I guess that my general message has gone through by now. That is, that a feeling for the past is an important aspect of the formation of the professional identity of radiologists — as well as for all other medical professions — and that contemporary material objects are especially powerful when it comes to created this professional identity.
And thus my call to you. A hundred years ago, in 1906 and 1907 a group of medical doctors here in Copenhagen circulated a letter to their colleagues to build a medical museum. Over the years their call was rewarded, so that today the Medical Museion at the University here in Copenhagen has hundreds of thousands of medical objects, donated by generations of medical doctors, including (as many of you know) an exquisite collection of radiological instruments.

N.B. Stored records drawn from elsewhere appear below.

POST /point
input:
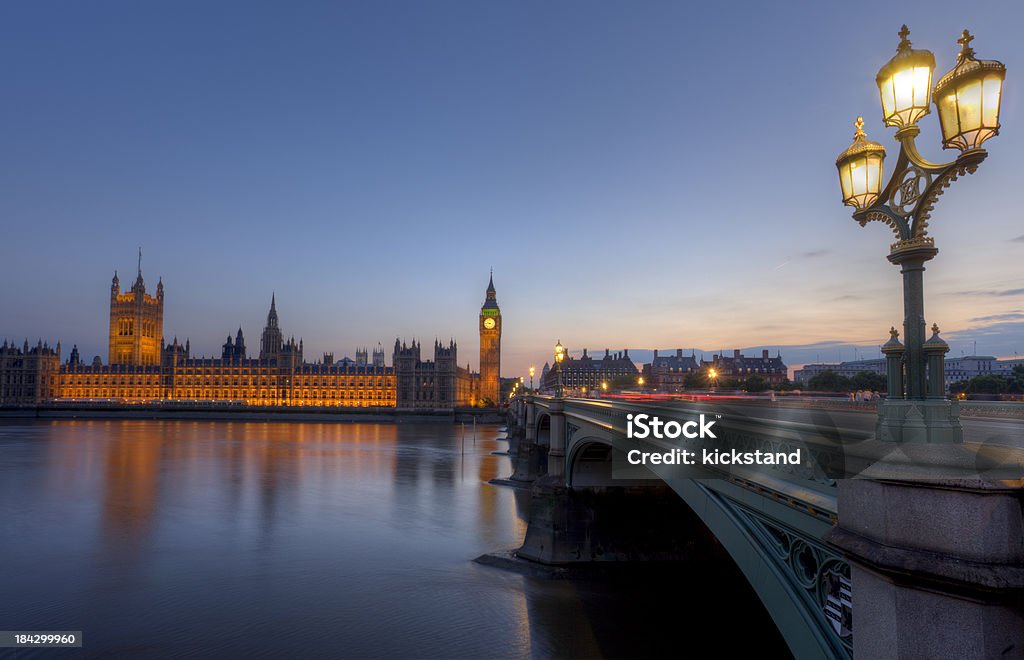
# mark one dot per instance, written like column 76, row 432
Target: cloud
column 1008, row 316
column 991, row 292
column 810, row 254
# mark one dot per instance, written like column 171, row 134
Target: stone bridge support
column 556, row 452
column 937, row 568
column 524, row 451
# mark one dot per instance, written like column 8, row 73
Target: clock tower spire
column 491, row 347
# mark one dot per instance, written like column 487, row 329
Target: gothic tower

In 2007 we celebrate the centennary of the foundation of the Medical Museion. And we think that the best way to celebrate this centennary is to perform a remake of the collection effort that started a hundred years ago. But now we don’t need more x-ray tubes. What we really want are your CT scanners, MRI scanner — and not least your PET scanners. Anything from the recent past that can go into our collections and be exhibited and function as a bowl of Madeleine cakes.